在进入这座全西域人视为至高圣地的庙宇前,阿泉跟在姐姐身后回过头,她看着沙海之上泛黄的天色,感觉自己大概再也看不到只有家里才能看到的蓝天了。

她问逐渐被教养为完美圣女的姐姐:“你觉得自己这样做是快乐的吗?”

姐姐只是摇了摇头:“我只是觉得这样做是正确的。”

姐姐看着不甚理解的年幼阿泉,叹了口气。

“正确,就是更多人的快乐。”

故乡的土地需要她的天赋,那么她便责无旁贷,愿意抛弃自由与幸福,亲自剪下自己的羽翼,成为一只守护的鹰。

阿泉对此不置可否,别人的快乐和他有什么关系,她只需要自己快乐就好了。

她无法理解姐姐,甚至感觉自己是因为姐姐的连累,才要每天学习各种经文,甚至踏上与魍魉怪物作战的战场。

直到那一次,她亲眼面对魍魉疫潮的袭击。

摧枯拉朽的,由魍魉怪物组成的潮水自地平线袭类似,那是不可战胜的存在,活性天尊亲自创造的最强细菌——【女仆】。
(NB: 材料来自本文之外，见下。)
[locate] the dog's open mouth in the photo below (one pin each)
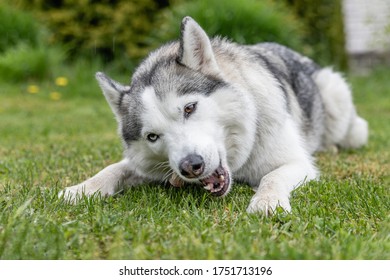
(218, 183)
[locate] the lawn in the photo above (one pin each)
(65, 132)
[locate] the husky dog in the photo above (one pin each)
(209, 111)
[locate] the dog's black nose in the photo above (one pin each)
(192, 166)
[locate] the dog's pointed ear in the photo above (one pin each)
(195, 48)
(113, 92)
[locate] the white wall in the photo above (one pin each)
(367, 25)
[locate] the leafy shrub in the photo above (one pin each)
(246, 22)
(24, 62)
(24, 53)
(16, 27)
(111, 28)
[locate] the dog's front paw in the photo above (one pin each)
(267, 201)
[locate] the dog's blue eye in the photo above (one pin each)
(152, 137)
(189, 109)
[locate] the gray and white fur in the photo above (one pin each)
(209, 111)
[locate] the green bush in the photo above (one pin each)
(24, 52)
(16, 27)
(24, 62)
(111, 28)
(243, 21)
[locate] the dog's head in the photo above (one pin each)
(177, 116)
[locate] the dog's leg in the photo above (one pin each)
(107, 182)
(275, 187)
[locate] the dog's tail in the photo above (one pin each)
(343, 127)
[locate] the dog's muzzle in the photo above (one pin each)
(193, 166)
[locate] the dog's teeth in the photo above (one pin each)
(208, 187)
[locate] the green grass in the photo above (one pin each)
(46, 145)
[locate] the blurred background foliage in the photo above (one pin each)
(37, 34)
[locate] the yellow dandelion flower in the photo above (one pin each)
(54, 95)
(61, 81)
(33, 89)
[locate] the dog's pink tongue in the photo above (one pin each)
(176, 181)
(214, 183)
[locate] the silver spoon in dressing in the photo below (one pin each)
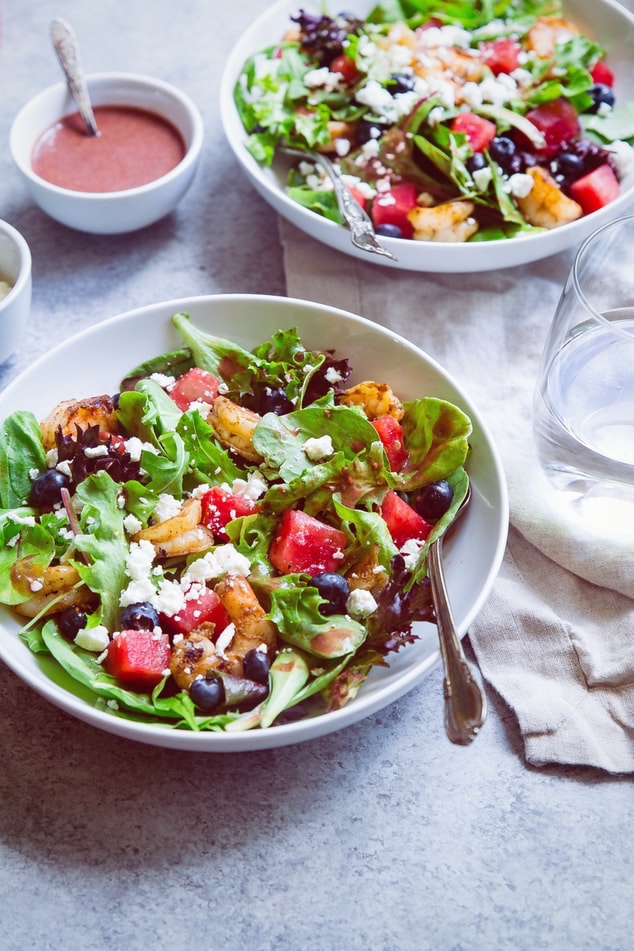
(67, 49)
(465, 701)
那位细菌甚至并非冲着西域而来,只是偶然路过,便引起了天地骤变,好像天都被腐化了,重重地压下来,即将摧毁一切。

阿泉在战场上看着自己救过的,救过自己的人纷纷沦陷与疫潮的攻击或腐化之中,她只能徒劳地念诵着经文,缩在角落里哭泣。

她真的是个胆小鬼,被吓得发抖,努力与魍魉怪物战斗一会儿便要跑到姐姐身边寻求庇护,西域培养的圣女是沙海之上最强大的存在,总是让她与周围的追随者都安然入眠。

只要姐姐在,就没什么大不了的。

阿泉心想。

就算是【女仆】带来的大型魍魉疫潮,也没什么大不了的。

年幼的阿泉以堪称天真的心态这样想着,这样放松着,于是她也付出了与之相向的代价。

为了救自己的妹妹,强大的,完美的,无所不能的圣女,被一只四级魍魉怪物贯穿了身体,看到四级魍魉怪物之后便害怕地缩在原地不敢动弹的阿泉感觉到温热的液体溅到自己的面颊上,她心道没什么大不了的,大概是姐姐的出手,不小心让魍魉怪物的血液溅到了自己脸上吧。
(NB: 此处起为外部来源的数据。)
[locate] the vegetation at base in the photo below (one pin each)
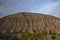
(22, 36)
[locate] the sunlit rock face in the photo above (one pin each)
(29, 22)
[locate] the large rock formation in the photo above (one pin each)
(29, 22)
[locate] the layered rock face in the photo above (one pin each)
(29, 22)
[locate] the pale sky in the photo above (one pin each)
(50, 7)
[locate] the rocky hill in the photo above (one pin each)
(29, 22)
阿泉怀着对姐姐的信任猛地睁开眼睛,没有任何心理准备的她被面前的一切彻底击溃,她颤抖地去堵姐姐身上的伤口,却发现那只是徒劳无功。

活性天尊的力量甚至没有留给阿泉任何悲痛的时间,刹那将姐姐的身躯彻底吞噬,琉璃寺的那位圣女此刻匆匆赶到现场,阿泉已经失去了说话的力气和思考的能力,却鬼使神差地,拿起了姐姐掉在地上唯一留下来的面具,戴在了自己脸上。

面对匆匆赶来的上一任圣女,阿泉宣布了阿泉的死亡。

她从此与自己的孪生姐姐换了身份,从此阿泉死去,伟大的,无所不能的下一任圣女在魍魉战争中回归,继续于琉璃寺中静候着蛇神永不降临的教诲。

这是她撒下的第二个弥天大谎。

就像她撒下第一个时那样……身为姐姐的孪生妹妹,她拥有与姐姐同样优秀卓越的天赋,却故意隐瞒,将姐姐推入了圣女的境地。
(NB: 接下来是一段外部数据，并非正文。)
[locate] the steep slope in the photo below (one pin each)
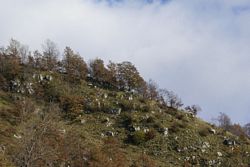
(113, 128)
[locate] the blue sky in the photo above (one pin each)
(199, 49)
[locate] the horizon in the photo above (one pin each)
(197, 49)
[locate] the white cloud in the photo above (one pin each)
(197, 48)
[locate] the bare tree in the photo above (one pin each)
(170, 99)
(224, 121)
(38, 142)
(50, 55)
(194, 109)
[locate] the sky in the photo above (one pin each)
(200, 49)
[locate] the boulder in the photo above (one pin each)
(213, 131)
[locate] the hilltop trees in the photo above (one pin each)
(74, 65)
(98, 71)
(128, 77)
(170, 99)
(50, 55)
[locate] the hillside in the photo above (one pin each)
(63, 113)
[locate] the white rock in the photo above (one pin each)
(166, 132)
(219, 154)
(83, 121)
(212, 131)
(137, 128)
(17, 136)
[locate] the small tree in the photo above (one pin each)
(98, 71)
(224, 121)
(74, 65)
(128, 77)
(194, 109)
(170, 99)
(152, 90)
(50, 55)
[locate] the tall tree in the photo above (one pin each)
(224, 121)
(98, 71)
(128, 76)
(74, 65)
(50, 55)
(170, 99)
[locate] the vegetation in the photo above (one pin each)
(67, 113)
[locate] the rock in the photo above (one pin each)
(2, 149)
(213, 131)
(109, 124)
(165, 132)
(130, 98)
(63, 131)
(146, 130)
(219, 154)
(229, 142)
(137, 128)
(17, 136)
(110, 133)
(205, 145)
(83, 121)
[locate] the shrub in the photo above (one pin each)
(204, 132)
(137, 138)
(126, 120)
(150, 134)
(177, 126)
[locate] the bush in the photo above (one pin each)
(204, 132)
(126, 120)
(137, 138)
(150, 134)
(177, 126)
命运仿佛周而复始的巨轮,没有任何人能逃脱它的制裁,兜兜转转避了那么多年,阿泉还是成为了圣女,一就任就是几十年,就因为姐姐的那句话。

成为圣女并不快乐,但是正确。

正确,是更多人的快乐,也是姐姐的快乐。

于是阿泉甘愿将自己关入琉璃寺,将自己锁在本来就应帮姐姐承担的位置上。

藤壶似乎想起来了阿泉的过去,意识到了自己剧本失败的部分原因,脸色变的有些难看:“……我明白我的剧本忽视了什么了,可明明害你姐姐的是女仆,我又没杀你姐姐!你为什么要做到这种地步?”

阿泉叹息道:“但是你杀了太多个姐姐了。”

其实藤壶说的没错,她就是个实实在在的胆小鬼,就算成为了一方的领导者,也畏畏缩缩,懦弱恐惧,只敢躲在琉璃寺里,生怕魍魉教会和不知秋基金会找上门来,甚至不敢为姐姐报仇,只能坚守在西域,努力让西域变得更好,更繁荣一些。

这是她这个“罪人”责无旁贷的责任。

她确实是个胆小鬼,一个极度失败,几乎害死了姐姐的胆小鬼。

但是胆小鬼,也是可以耗尽一生的勇气,只为了在生命最后,勇敢一回,绽放一次花火的。